Corporal to Field Officer
- Author: Captain H.P.E. Phillips, MC, and Lieutenant-Colonel R. J. S. Langford
- Language: English
- Genre: Military manual
- Publisher: Copp Clark
- Publication date: 1925, (4th edition, 1940)
- Publication place: Canada
- Media type: Print (softcover, hardcover)
- Pages: Original 196, 4th edition 192

= Corporal to Field Officer =

Canadian Army reference work

Corporal to Field Officer, 4th Edition Up To Date was a reference work written by Captain H.P.E. Phillips, MC, and Lieutenant-Colonel R. J. S. Langford. It was designed for use by officers and NCOs in the Canadian Army to contain the essentials of all the army's other military manuals. Originally published in 1925, the 4th edition was in use at the beginning of and during World War II.
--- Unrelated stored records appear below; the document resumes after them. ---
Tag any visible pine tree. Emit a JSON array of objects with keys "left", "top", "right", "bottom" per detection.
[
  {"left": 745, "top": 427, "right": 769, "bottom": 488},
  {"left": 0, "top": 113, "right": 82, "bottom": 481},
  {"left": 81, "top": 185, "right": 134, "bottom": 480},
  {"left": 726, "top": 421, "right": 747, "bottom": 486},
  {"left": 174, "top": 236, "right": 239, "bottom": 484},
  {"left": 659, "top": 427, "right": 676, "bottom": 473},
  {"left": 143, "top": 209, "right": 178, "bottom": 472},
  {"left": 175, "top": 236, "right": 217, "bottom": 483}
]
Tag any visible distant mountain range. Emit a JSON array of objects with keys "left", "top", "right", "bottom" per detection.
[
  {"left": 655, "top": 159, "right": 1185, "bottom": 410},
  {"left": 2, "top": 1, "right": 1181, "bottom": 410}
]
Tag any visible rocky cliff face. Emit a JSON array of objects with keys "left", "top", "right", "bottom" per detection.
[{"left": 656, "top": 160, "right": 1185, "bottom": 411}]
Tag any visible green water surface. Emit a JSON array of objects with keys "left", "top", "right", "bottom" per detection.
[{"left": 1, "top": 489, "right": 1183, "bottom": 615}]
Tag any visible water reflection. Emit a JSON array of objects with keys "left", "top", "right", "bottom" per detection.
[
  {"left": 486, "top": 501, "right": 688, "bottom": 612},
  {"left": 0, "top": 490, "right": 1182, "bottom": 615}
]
Both Captain Phillips and Lieutenant Colonel Langford were officers of The Royal Canadian Regiment.

==Significance==
This edition presents the pre-Blitzkrieg military thinking and order of battle for the Canadian army. Besides being a reference work on how the officers of the day would handle certain situations, it is also a historical look at an army just changing from horse cavalry and foot battalions to tanks and all-arms formations.